We see this occasionally in Rollup and with private repos that resemble the size the OP is speaking of. Whenever we get a conflict we just run pnpm install at the root and it's taken care of. I don't understand the use case where that's not sufficient. Sure, it can be a momentary inconvenience, but it's not that big a deal since pnpm is so fast, and it only happens on branches that fall significantly behind master.

[gluxon]

Whenever we get a conflict we just run pnpm install at the root and it's taken care of. I don't understand the use case where that's not sufficient.

I think you're right. In most cases this is sufficient.

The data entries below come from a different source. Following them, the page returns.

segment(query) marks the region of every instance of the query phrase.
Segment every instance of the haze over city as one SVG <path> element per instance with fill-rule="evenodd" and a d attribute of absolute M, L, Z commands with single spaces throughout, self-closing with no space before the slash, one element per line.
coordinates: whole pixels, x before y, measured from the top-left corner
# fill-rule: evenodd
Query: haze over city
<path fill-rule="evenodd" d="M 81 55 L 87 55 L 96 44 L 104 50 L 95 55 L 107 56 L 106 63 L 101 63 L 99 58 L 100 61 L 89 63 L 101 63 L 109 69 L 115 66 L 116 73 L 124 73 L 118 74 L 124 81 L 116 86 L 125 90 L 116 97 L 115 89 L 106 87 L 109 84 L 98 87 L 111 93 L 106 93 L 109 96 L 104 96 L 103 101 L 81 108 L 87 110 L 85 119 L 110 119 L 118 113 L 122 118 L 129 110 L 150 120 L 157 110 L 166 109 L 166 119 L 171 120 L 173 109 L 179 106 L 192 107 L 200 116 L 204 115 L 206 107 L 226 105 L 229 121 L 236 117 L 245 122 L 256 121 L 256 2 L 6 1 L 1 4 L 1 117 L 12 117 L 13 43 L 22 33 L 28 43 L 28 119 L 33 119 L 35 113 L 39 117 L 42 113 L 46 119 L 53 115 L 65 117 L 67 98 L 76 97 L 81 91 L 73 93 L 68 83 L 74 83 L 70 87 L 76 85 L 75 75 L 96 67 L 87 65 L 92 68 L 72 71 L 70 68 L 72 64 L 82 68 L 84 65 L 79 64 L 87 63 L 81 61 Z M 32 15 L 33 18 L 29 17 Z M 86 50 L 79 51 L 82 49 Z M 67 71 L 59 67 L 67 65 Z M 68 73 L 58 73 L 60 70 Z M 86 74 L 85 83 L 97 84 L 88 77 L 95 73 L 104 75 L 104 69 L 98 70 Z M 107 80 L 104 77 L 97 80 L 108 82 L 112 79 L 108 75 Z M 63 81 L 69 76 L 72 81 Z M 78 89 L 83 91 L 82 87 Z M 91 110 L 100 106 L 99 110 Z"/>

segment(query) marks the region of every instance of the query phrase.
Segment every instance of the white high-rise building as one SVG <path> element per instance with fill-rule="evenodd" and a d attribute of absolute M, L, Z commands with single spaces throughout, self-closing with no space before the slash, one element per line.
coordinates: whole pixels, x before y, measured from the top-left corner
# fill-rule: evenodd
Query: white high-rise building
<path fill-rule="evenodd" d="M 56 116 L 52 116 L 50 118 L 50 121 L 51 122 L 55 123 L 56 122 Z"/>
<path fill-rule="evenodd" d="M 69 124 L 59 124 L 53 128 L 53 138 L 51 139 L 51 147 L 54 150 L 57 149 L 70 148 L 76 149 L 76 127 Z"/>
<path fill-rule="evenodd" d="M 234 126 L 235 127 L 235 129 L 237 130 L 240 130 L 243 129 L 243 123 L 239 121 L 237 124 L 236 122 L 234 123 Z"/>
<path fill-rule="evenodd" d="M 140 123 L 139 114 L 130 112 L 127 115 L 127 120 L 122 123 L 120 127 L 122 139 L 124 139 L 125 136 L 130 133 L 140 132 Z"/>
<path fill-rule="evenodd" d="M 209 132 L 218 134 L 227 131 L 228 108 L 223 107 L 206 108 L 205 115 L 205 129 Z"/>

From the developer experience perspective though, it's simply frustrating when someone gets the merge conflict prompt and has to wait an additional 30 minutes for a CI pipeline they otherwise wouldn't have to wait for.

We're using a lot of caches on CI too, so these builds end up being slower because the merge conflicts force you to rebase on the tip of develop instead of the last cached commit.

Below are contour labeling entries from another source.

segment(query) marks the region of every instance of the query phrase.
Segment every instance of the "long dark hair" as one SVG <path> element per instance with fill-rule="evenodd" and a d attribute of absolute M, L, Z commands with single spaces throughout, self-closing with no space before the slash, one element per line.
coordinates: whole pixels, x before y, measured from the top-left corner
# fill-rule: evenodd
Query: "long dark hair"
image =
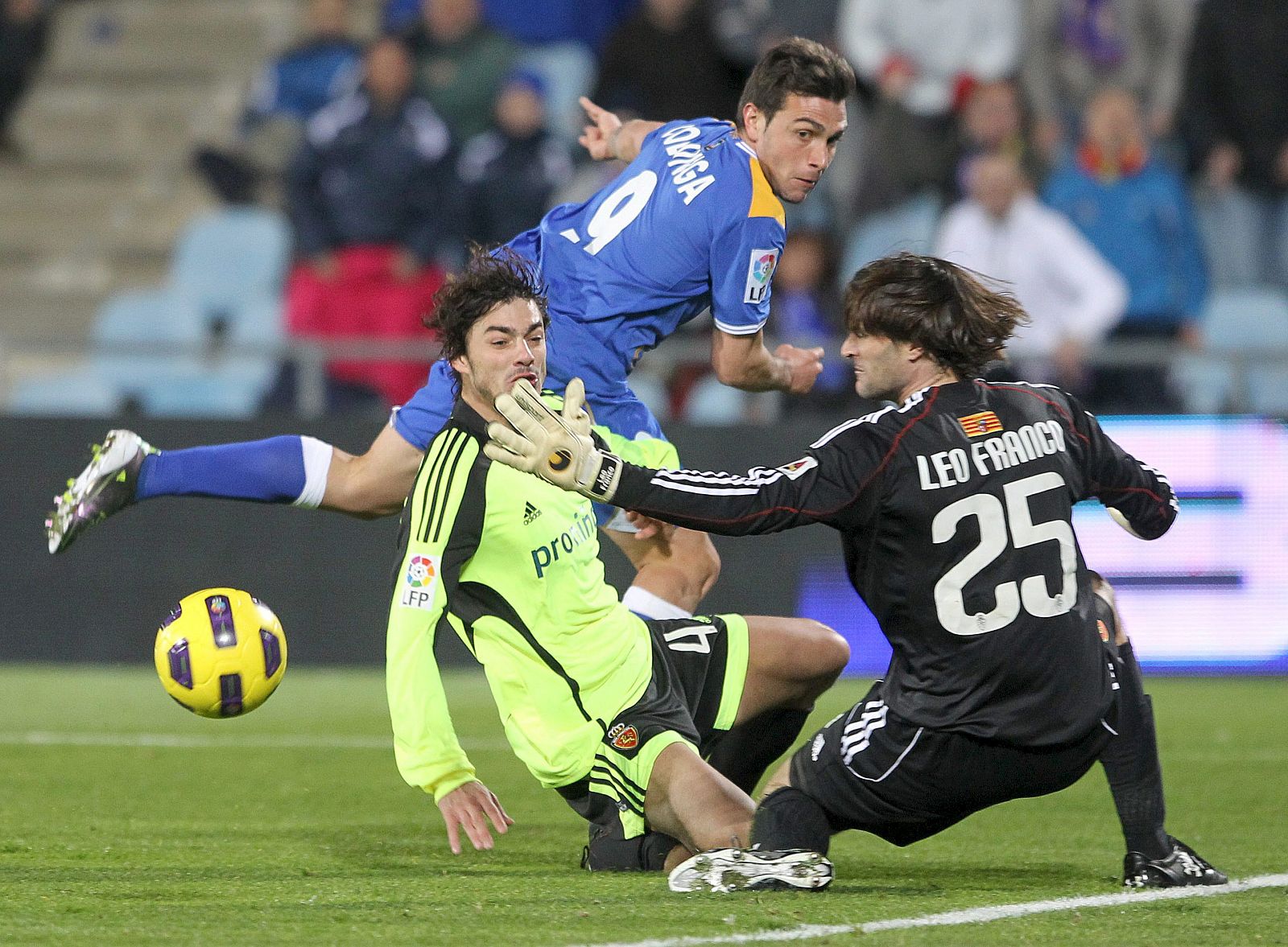
<path fill-rule="evenodd" d="M 452 360 L 465 354 L 474 323 L 511 300 L 536 304 L 542 322 L 550 324 L 546 287 L 537 268 L 509 247 L 471 244 L 469 262 L 434 296 L 425 324 L 438 332 L 443 358 Z"/>
<path fill-rule="evenodd" d="M 1001 358 L 1006 340 L 1028 322 L 1011 293 L 992 290 L 978 273 L 935 256 L 875 260 L 845 287 L 850 332 L 911 342 L 958 378 L 974 378 Z"/>
<path fill-rule="evenodd" d="M 822 42 L 792 36 L 760 57 L 738 99 L 738 127 L 750 102 L 769 122 L 788 95 L 845 102 L 854 94 L 854 69 Z"/>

Sure, it can be a momentary inconvenience, but it's not that big a deal since pnpm is so fast, and it only happens on branches that fall significantly behind master.

pnpm is indeed fast, but we just have other parts of CI that aren't. 😞

Perhaps we're doing some silly non-optimal things, but this does happen to us on branches that fall a couple hours behind if they touch the lock file.

[gluxon]

How often does this happen due to dependencies that are expected to be at a consistent version across all packages in a monorepo?

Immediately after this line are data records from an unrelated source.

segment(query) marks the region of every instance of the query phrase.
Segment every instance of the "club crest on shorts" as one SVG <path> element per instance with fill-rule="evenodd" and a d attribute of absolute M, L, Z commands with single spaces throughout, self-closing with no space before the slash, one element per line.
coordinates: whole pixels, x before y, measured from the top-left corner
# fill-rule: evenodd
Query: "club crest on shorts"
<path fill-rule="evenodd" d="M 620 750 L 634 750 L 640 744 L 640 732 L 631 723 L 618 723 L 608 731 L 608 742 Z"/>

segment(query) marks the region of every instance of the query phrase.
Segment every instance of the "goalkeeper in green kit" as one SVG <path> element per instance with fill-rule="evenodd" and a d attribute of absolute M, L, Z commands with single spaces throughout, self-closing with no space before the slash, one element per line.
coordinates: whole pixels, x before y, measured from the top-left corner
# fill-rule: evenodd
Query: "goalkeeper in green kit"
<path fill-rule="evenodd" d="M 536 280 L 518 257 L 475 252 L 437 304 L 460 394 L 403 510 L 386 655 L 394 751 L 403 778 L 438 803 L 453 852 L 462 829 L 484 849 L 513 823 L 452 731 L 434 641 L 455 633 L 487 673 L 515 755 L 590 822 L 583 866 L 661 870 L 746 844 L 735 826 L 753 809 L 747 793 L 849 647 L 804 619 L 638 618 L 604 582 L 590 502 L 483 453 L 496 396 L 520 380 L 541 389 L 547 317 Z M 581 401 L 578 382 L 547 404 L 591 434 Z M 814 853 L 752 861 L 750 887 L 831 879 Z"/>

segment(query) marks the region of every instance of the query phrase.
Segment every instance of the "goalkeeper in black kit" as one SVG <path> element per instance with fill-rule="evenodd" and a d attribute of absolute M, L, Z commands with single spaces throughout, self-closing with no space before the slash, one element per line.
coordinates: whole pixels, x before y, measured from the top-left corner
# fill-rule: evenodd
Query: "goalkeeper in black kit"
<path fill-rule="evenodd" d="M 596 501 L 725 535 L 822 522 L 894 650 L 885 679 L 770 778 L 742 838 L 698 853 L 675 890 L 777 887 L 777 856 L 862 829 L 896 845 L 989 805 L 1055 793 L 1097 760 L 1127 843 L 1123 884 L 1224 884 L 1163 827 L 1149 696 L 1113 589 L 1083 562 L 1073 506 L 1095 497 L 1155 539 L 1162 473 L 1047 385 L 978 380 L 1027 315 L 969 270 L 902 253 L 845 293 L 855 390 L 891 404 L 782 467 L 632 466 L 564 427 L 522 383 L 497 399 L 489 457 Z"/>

Edit 2022-03-26: The idea below has been formalized more thoroughly at #4483

Elaborating on my team specifically

We're a little over 700 packages in the monorepo.

On my team, I'd estimate about 20% of pull requests hit pnpm-lock.yaml merge conflicts due to this. I'd like to elaborate a bit more about our setup, because I suspect it's actually quite common.

The large frontend monorepo my team works on supports a backend product split into several microservices each exposing their own TypeScript API. Whenever these backend services release a new version, the pull request updating to the new version ripples through and forces a rebase on every PR making a dependency change line-adjacent to it. We're using GitHub Enterprise, so custom merge drivers aren't available.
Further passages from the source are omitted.